Autoassembling MD Raid
...
No root device, sleeping forever
Background:
My system has been running for several years with two md RAID (Linux RAID) partitions on a single drive: one for the /boot filesystem and one for an encrypted LVM volume where everything else lives, including the root filesystem.
When I originally built the RAID partitions, I only had one HDD. I anticipated getting another one in the future, so I set up two MD partitions as single-drive RAID1 devices.
Well, I finally got another disk and added it. This process couldn't have gone more smoothly. I added the drive to my computer, partitioned it into two MD partitions, and added the appropriate partition to the corresponding existing RAID device. Immediately the RAID devices started synchronizing to the new drive. Both sync operations completed successfully and the devices were "clean."
The next time I rebooted, I got the error shown above. dracut couldn't find the root partition.
*Okay, here's the part I don't understand*
When I boot with kernel option "rdshell" I can easily assemble both md devices by hand:
mdadm --assemble /dev/md0 <dev1> <dev2>
mdadm --assemble /dev/md1 <dev1> <dev2>
And that's all it takes. I just exit the dracut shell, and the system boots just fine. It prompts me to unlock the encrypted volume and boots up.
So, why can't dracut assemble the RAID devices by itself? Here are some ideas.
1) outdated mdadm.conf: the mdadm.conf in the old initramfs image still shows device-num=1
2) metadata version 0.9 : some people suggest there exists an ambiguity regarding the superblock with v0.9, where as version 1.0 does not have this problem.
3) mdadm.conf: something else is wrong in mdadm.conf.
I can't tell what dracut is doing when it says "Autoassembling MD Raid". It's obviously not doing it correctly.
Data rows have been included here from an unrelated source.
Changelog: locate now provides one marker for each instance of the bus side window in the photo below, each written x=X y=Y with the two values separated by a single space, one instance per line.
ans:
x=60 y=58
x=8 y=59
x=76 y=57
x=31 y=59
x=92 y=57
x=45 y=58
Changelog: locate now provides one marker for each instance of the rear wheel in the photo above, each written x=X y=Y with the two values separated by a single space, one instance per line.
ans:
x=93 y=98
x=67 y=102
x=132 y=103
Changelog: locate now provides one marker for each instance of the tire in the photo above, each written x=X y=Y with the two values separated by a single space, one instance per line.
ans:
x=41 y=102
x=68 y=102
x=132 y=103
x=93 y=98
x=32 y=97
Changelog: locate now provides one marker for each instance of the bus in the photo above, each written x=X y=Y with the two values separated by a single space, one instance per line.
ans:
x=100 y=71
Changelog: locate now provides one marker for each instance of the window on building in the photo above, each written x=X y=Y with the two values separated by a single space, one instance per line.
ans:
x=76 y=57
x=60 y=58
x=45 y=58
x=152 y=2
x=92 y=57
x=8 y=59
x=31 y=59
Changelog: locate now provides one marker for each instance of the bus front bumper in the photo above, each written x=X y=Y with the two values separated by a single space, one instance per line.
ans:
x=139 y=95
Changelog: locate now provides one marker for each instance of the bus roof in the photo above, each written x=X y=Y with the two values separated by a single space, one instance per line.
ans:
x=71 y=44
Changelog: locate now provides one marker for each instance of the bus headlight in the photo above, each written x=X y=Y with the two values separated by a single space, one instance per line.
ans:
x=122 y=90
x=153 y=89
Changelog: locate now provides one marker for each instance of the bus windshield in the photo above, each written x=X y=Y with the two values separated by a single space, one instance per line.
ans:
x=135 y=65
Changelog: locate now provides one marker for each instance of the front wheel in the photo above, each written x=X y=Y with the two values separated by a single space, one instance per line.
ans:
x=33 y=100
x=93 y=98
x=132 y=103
But, I don't know why. The UUID of the devices hasn't changed, the kernel boot parameters haven't changed. The only thing that has changed is the number of devices in the RAID device. But, I don't know why that would affect assembly. All the partitions are correctly labeled id=fd, Linux raid autodetect.
---------- Post added at 03:21 PM ---------- Previous post was at 03:19 PM ----------
Hmm, naturally, found this right after posting. This is *exactly* my problem.
http://forums.fedoraforum.org/showthread.php?t=255964
But, removing the redundant disk isn't really a good solution. I'm going to see if updating the mdadm.conf with the right number of devices will work.
---------- Post added at 04:04 PM ---------- Previous post was at 03:21 PM ----------
Yes, just setting 'num-devices=2' (it was =1, previously) in mdadm.conf *in the initramfs image* fixed everything.
But, from what I can tell, this option isn't even required. I see recommendations to use the output of 'mdadm --examine --scan' for your mdadm.conf. That doesn't seem exactly right, but maybe for the ARRAY lines, at least.
I'm going to simply remove the num-devices= option and seem what happens, but it might be a while before I reboot again. I'll try to remember to update this post with the results.